Why SSL is not enough to secure your credit card detailsWritten by ArticSoft
SSL (secure sockets layer) is security technology everyone uses to ensure that their web connections are secure. An SSL connection is symbolized by a padlock icon in right-hand side of taskbar and a URL that starts with ‘https’, ‘s’ standing for a secure http connection. What trust, however, should users associate with SSL?Confidentiality SSL uses a method known as public key authentication in order to provide confidential link between server and client computer. This can be a very strong and effective method. It allows you to establish a strong confidential link between a server and a client without either knowing about other beforehand. And that’s where problems really begin. Public key authentication works where each end of a connection can independently check that other end is real. It’s same idea as getting a cheque from someone you don’t know and calling their bank to see if it’s OK. That’s why it doesn’t really work. If it was going to work, server would have to be able to find out if client key really belonged to them or not – and it can’t.

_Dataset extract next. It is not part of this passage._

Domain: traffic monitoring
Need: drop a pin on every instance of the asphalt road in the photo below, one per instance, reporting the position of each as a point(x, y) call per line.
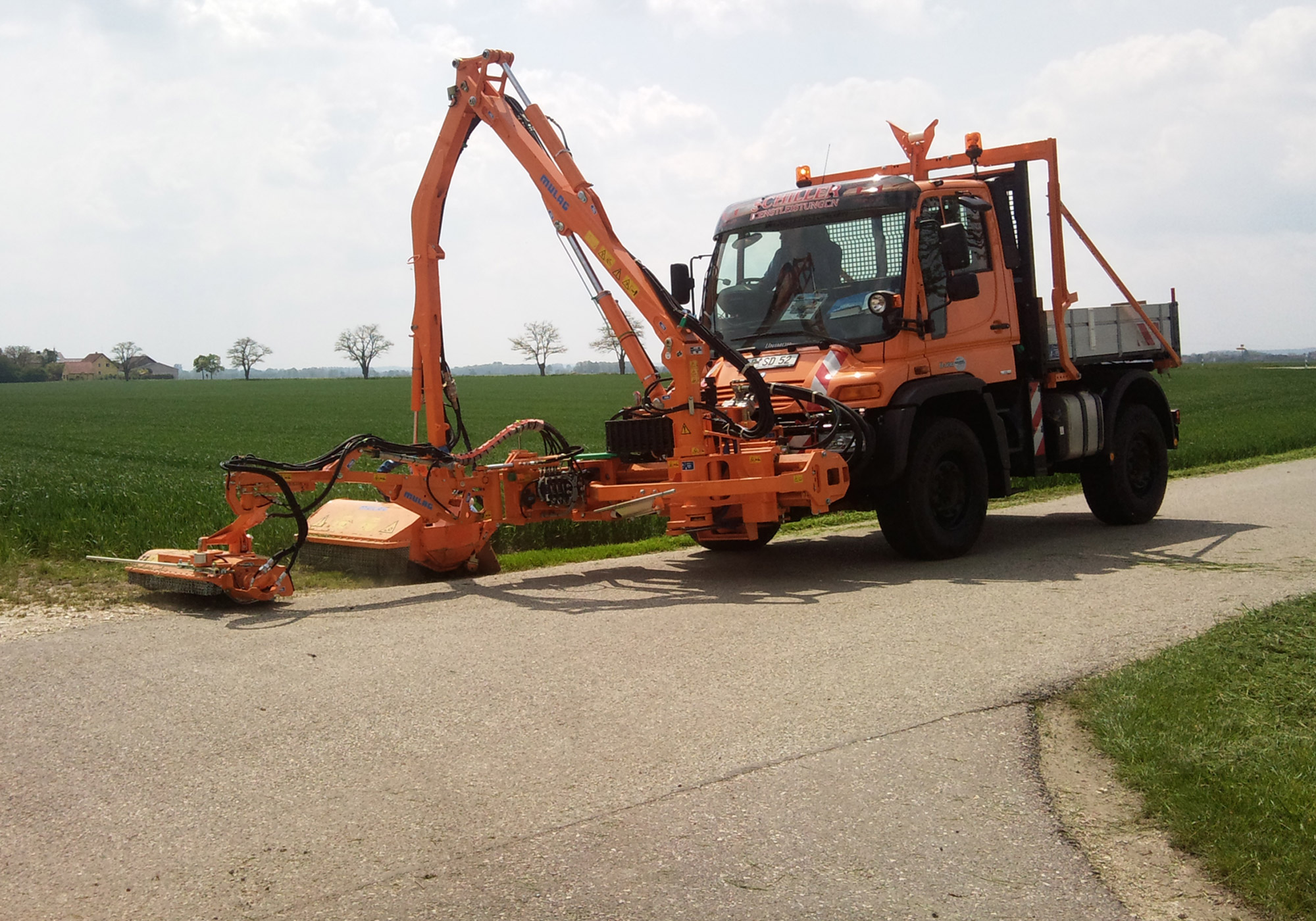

In our bank example, it’s like having a cheque without bank name on it or customer name bank knows you by so that you can’t even ask question. In fact if that happened you probably wouldn’t accept cheque! As a result, server can’t tell if a hacker has diverted you via their own site and is playing a ‘man-in-the-middle’ attack where hacker gets to see all data going both ways. Usually server uses an identification that has been approved by one of companies whose information is stored inside your browser. That’s why at client end it all seems fine. There is just minor problem that you can’t actually tell if identity is still valid because there’s no way in current system to do that. Not surprisingly, there is nothing happening that allows server to link information arriving at it with actual user of client PC. It is always assumed that information comes from there but you can’t prove it.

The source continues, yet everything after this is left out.